The Care Quality Commission (CQC) has rated many aspects of the hospital as good.

However, the hospital was handed a requires improvement rating for safety and being responsive to people’s needs. Overall, the hospital was given a requires improvement rating.

Inspectors from regulators CQC visited the hospital in March.

In October 2015, when Great Western Hospitals NHS Foundation Trust last underwent an inspection, the CQC issued a warning notice requiring improvements in the hospital’s emergency department.

During that 2015 inspection, the CQC said that patients could not be discharged because there was nowhere suitable for them to go, and the design and layout of the emergency department meant that patients were not adequately observed.

Following their visit in March, inspectors said that steps had been put in place to improve the flow of patients around the hospital – although this was still in need of improvement.

The emergency department was often full, but inspectors said staff worked hard to make sure that the care people received was safe.
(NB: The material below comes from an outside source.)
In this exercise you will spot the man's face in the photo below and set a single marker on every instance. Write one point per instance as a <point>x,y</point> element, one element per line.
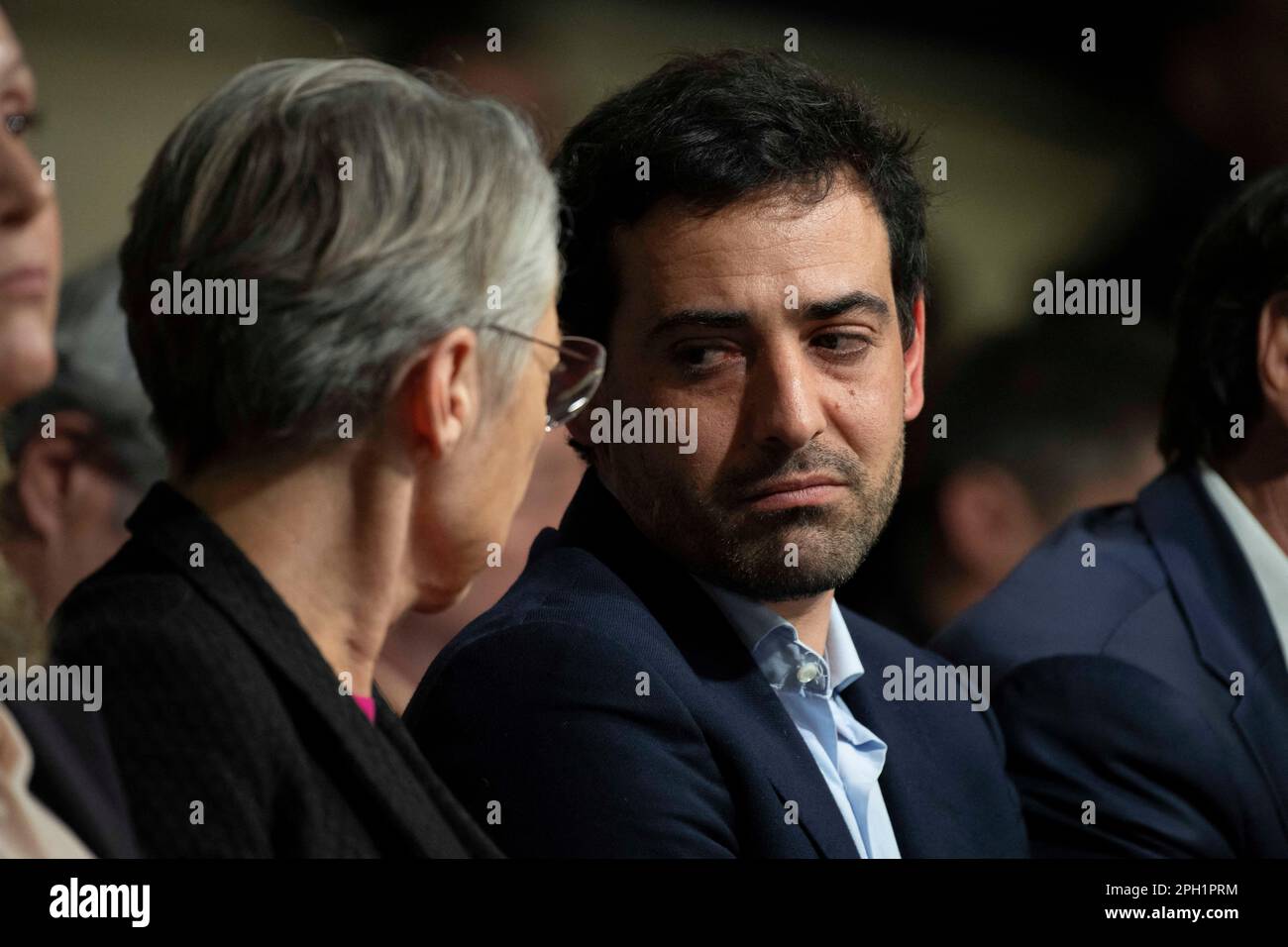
<point>785,397</point>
At times this was put in jeopardy by the number of people in the department.

Hospital bosses understood their challenges and had plans to address them, the CQC said.

Feedback from patients was “consistently positive”, with care described as "compassionate".

Professor Ted Baker, CQC chief inspector of hospitals, said: “I am pleased that we have found improvement in those areas that we had identified as a priority during our last comprehensive inspection. However, it is clear that this is work in progress – and further work is needed.”

The trust’s chief executive Narissa Vaughan said: “We’ve been on a journey of improvement for the last two years. It’s one we are still on and one the CQC recognised as being ‘underpinned by realistic goals’.

“We have a strong track record of making improvements – even when faced with ever-increasing demand from a rapidly growing and ageing population – and it’s this resilience that will get us to where we need to be.”

The CQC said the hospital still needed to make improvements to its emergency department, the flow of patients through the hospital, and staffing levels on surgical wards.